AK: Decrease in Denali wolves affects tourism dollars

By RUSSELL STIGALL
JUNEAU EMPIRE

As Denali wolf sightings drop so do Alaska tourism dollars.

Visitors to Denali National Park are less likely this year to see a wolf than even a year ago. The loss of the two remaining breeding females in the human-habituated Grant Creek Pack precipitated the breakup of the most-viewed pack of wolves remaining in the park.

Part of this education is taking members “into places where wild wolves exist and thrive,” said Diane Bentivegna, director of education and resources at Wolf Watcher Coalition.

Bentivegna said her group has taken groups of 60 to Yellowstone on wolf-viewing trips. She said interest in Alaska wolf viewing had her organization planning a 20-member tour group to Denali. The group, she said, was expected to spend around $160,000 while in Alaska.

“There was a great amount of interest within our membership,” Bentivegna said. “We are eager to get our people up there.”

Wolf Watch canceled preparations for its Denali trip as it learned of a drop in sightings of the approximately 70 wolves in the park. The rate of sightings of the Grant Creek pack have drop from 45 percent to 14 percent. She learned that the last breeding Grant Creek female was trapped just outside the park on state land in what once was a wolf hunting and trapping buffer zone.

“The odds of us seeing wolves on the land in Denali [is] very iffy, at best,” Bentivegna said.

“This raised a great deal of concern for people who will pay $8500 to $9000 [per trip],” Bentivegna said. “We want to do this but we want to be reasonably assured that we’ll see some wolves.”

The Alaska Wildlife Alliance sent an emergency petition the Alaska Board of Game in September to reinstate a buffer zone on state land down the eastern edge of the park and preserve. The board had recently voted to eliminate the buffer until at least 2016. The board rejected the petition based on the board finding that the situation did not merit an emergency conservation action.

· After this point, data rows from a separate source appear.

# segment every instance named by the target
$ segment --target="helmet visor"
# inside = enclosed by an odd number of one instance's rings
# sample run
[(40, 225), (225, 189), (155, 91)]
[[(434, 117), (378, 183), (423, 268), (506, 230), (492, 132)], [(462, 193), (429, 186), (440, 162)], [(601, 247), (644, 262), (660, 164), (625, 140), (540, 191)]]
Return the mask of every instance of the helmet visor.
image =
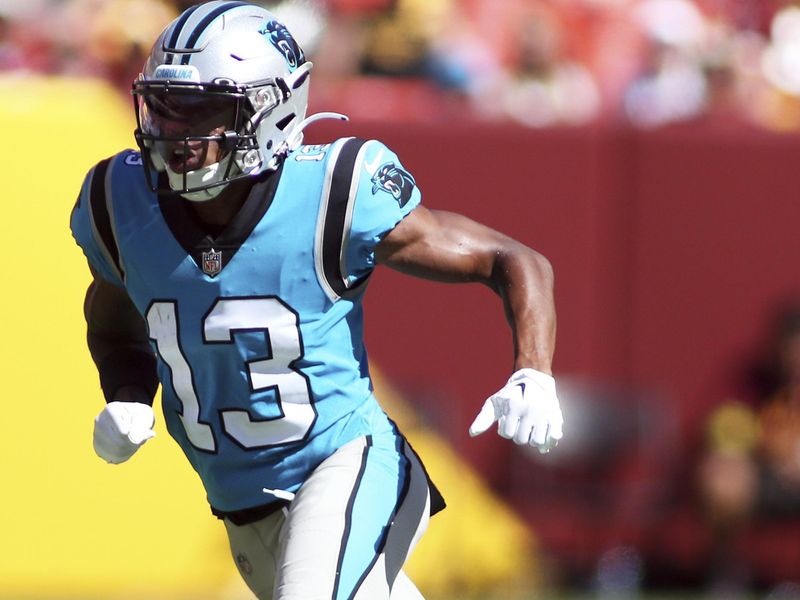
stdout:
[(138, 95), (138, 107), (142, 133), (159, 138), (219, 135), (240, 120), (240, 99), (229, 94), (151, 90)]

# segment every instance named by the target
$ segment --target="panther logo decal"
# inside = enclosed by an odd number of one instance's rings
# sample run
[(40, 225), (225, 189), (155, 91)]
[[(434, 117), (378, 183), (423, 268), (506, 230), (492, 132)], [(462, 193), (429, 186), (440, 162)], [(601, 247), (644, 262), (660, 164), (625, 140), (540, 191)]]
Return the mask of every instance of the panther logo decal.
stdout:
[(266, 37), (278, 52), (283, 54), (286, 62), (289, 63), (290, 73), (306, 62), (305, 54), (283, 23), (267, 21), (258, 32)]
[(393, 162), (381, 165), (372, 176), (372, 193), (383, 190), (392, 195), (404, 207), (411, 199), (416, 182), (408, 171), (396, 166)]

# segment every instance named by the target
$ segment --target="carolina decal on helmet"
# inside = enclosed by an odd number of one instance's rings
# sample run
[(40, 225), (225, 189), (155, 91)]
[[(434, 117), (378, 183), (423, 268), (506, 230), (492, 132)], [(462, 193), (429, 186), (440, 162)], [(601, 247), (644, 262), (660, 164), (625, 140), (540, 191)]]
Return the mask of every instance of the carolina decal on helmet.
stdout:
[(199, 82), (200, 71), (192, 65), (158, 65), (153, 72), (153, 79)]
[(290, 73), (306, 62), (303, 51), (283, 23), (275, 20), (267, 21), (258, 32), (265, 36), (278, 52), (283, 54), (286, 62), (289, 63)]
[(416, 182), (411, 173), (401, 169), (393, 162), (381, 165), (372, 176), (372, 193), (383, 190), (397, 200), (400, 207), (404, 207), (411, 198)]

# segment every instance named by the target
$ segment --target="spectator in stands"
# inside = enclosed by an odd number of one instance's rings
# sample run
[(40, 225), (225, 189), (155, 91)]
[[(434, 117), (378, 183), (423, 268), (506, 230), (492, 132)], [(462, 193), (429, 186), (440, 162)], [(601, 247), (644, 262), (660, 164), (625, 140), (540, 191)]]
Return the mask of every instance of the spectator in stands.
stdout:
[(518, 56), (503, 94), (506, 115), (530, 127), (592, 121), (599, 90), (589, 70), (567, 56), (555, 9), (534, 4), (515, 28)]
[(757, 31), (737, 30), (724, 21), (710, 24), (703, 57), (706, 121), (727, 125), (758, 121), (760, 98), (768, 87), (760, 66), (765, 45)]
[(431, 44), (447, 26), (453, 0), (396, 0), (372, 21), (366, 34), (362, 72), (424, 76)]
[(797, 3), (788, 3), (772, 19), (769, 44), (760, 67), (767, 85), (753, 105), (757, 121), (769, 129), (800, 129), (800, 5)]
[(0, 70), (53, 72), (55, 56), (41, 2), (3, 2), (0, 6)]
[(118, 89), (128, 92), (130, 82), (141, 71), (153, 39), (164, 23), (177, 16), (165, 0), (93, 0), (84, 2), (93, 18), (83, 48), (90, 63), (103, 65), (105, 76)]
[[(127, 94), (153, 27), (193, 2), (0, 0), (0, 70), (100, 77)], [(655, 127), (713, 116), (800, 129), (795, 1), (262, 4), (292, 24), (318, 63), (312, 104), (322, 95), (354, 118), (540, 127), (613, 117)], [(305, 36), (309, 23), (317, 33)]]
[(623, 110), (639, 127), (702, 115), (708, 84), (702, 64), (706, 22), (689, 0), (644, 0), (634, 9), (648, 45), (641, 73), (625, 92)]
[(728, 401), (712, 413), (699, 470), (715, 588), (749, 585), (737, 554), (749, 524), (800, 517), (800, 302), (778, 312), (750, 379), (752, 401)]
[(25, 67), (25, 56), (14, 43), (14, 25), (11, 13), (0, 9), (0, 71), (12, 71)]

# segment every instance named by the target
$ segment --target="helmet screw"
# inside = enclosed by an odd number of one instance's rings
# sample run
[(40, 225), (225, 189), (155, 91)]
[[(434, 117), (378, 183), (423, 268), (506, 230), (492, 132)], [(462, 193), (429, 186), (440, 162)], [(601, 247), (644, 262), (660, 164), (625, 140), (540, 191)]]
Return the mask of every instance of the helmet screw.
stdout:
[(257, 109), (264, 108), (272, 104), (272, 94), (270, 90), (261, 89), (256, 92), (255, 105)]
[(261, 160), (261, 156), (258, 150), (249, 150), (242, 159), (244, 166), (247, 168), (256, 166)]

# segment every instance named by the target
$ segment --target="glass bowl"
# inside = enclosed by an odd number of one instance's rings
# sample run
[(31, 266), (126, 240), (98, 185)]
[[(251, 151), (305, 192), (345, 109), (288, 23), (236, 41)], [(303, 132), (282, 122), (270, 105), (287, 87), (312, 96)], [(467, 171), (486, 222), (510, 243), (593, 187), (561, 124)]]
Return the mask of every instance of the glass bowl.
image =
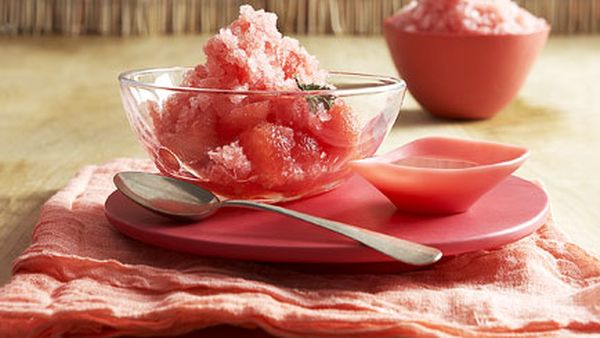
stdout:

Tina Brown president of the Alaska Wildlife Alliance said the board of game erred in its interpretation of emergency regulation rules along with other grievances. Brown and eight other groups and individuals filed a petition on September 19 to reconsider the board’s original finding.

The Board of Game did not comment in time for the story. Board members need more time to get up to speed with the new petition, Kristy Tibbles executive director of the Board of Game said in a phone message.